Year two meant dealing with the pandemic year of 2020. It tested the GAM and its supporters as it did people and organizations globally. Whitten has a vivid memory of a first Zoom meeting with all the tournament volunteers after his staff had planned to move forward with the 2020 golf season.
“We had been out of the office for a long time at that point, but we had continued to do the work and we made the decision to go forward with the tournament program, protocols in place,” he said. “That was a proud moment. We had not run a tournament yet, but the staff was organized, had made decisions and developed a firm plan that we now look back and realize went smoothly. That meeting showed me a lot about the relationships our staff had with the volunteers and how they all worked on the same team to make in happen for our players. I learned tournaments are more than just a fun afternoon for our volunteers, and I learned how much our staff cares about getting it right.”
Tournaments happened the right way in 2020, outside with creative adjustments and protocols, and some of those practices became part of the 2021 tournament season.
“As I look back on what has happened I understand the desire to be outside more, how people took on working remotely and adjusted schedules and knowing that helps the golf boom makes sense,” he said. “We weren’t sure at the time what to expect, but I’m most proud that when the boom happened our team was ready. We had good systems in place. What we were offering our members obviously mattered to them.
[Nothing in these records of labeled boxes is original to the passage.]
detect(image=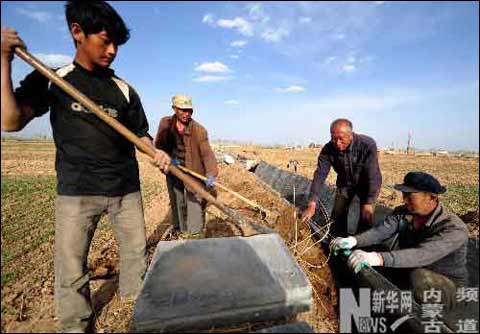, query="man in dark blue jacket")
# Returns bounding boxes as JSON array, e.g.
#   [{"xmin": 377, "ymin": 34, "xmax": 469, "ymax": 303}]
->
[
  {"xmin": 331, "ymin": 172, "xmax": 468, "ymax": 309},
  {"xmin": 302, "ymin": 118, "xmax": 382, "ymax": 237}
]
We did a good job of telling our story and welcoming new people who had not been a part of us and golf before. We met the demand.”
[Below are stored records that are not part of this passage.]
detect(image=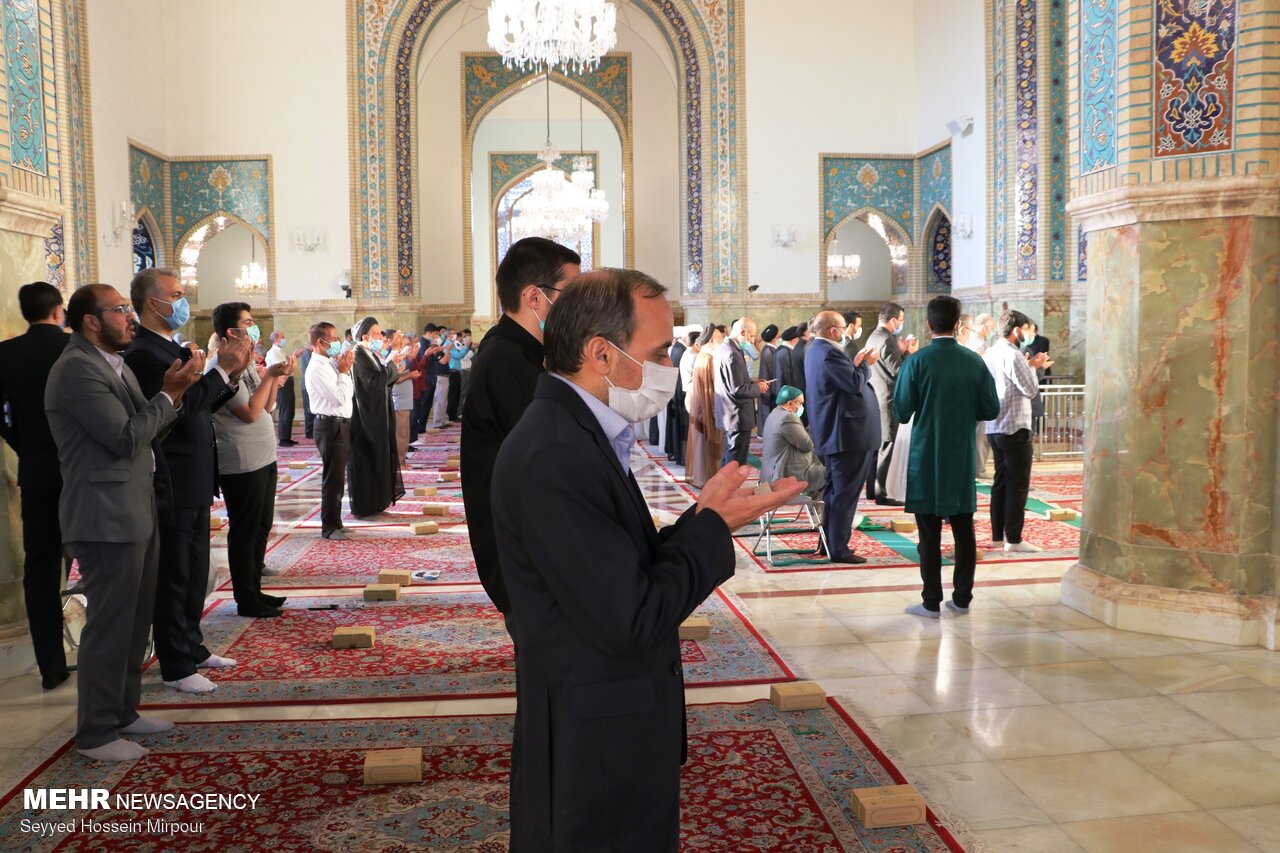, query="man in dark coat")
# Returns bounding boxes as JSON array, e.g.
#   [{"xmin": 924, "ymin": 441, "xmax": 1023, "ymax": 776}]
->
[
  {"xmin": 893, "ymin": 296, "xmax": 1000, "ymax": 619},
  {"xmin": 493, "ymin": 270, "xmax": 803, "ymax": 853},
  {"xmin": 805, "ymin": 311, "xmax": 881, "ymax": 564},
  {"xmin": 461, "ymin": 237, "xmax": 582, "ymax": 615},
  {"xmin": 0, "ymin": 282, "xmax": 70, "ymax": 690},
  {"xmin": 124, "ymin": 266, "xmax": 253, "ymax": 693}
]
Whitten said in some ways the three years look anything but routine, but that the nature of golf and its season in Michigan lends a cadence to the work of the association.
“For instance my work right now is concentrated on our governors and the changes in the officer team that will happen in 2022,” he said. “Our foundation was just starting when I arrived and the things people like David Graham and John Schulte (GAM president emeritus) put in place have expanded to where we now have Laura Bavaird taking on a role in leading the foundation when before it was just one of the things I did. Then when the golf season arrives and our tournaments start, I will really enjoy being part of that again, too.”
Mark McAlpine, GAM president emeritus who served in 2020 and was part of the officer team and hiring process for Whitten, said the GAM searched for a leader with communication, organization and management skills.
“We needed someone to keep us on the tracks and grow in the future, and Chris has been everything we hoped he would be for us,” he said. “The Covid year, or two years really, have been a good reflection of that. He worked with the Michigan Golf Alliance to create one golf voice in the state and at the same time developed protocols and strategies for the GAM to operate and even grow. From my standpoint, we are absolutely thrilled with what he has done.”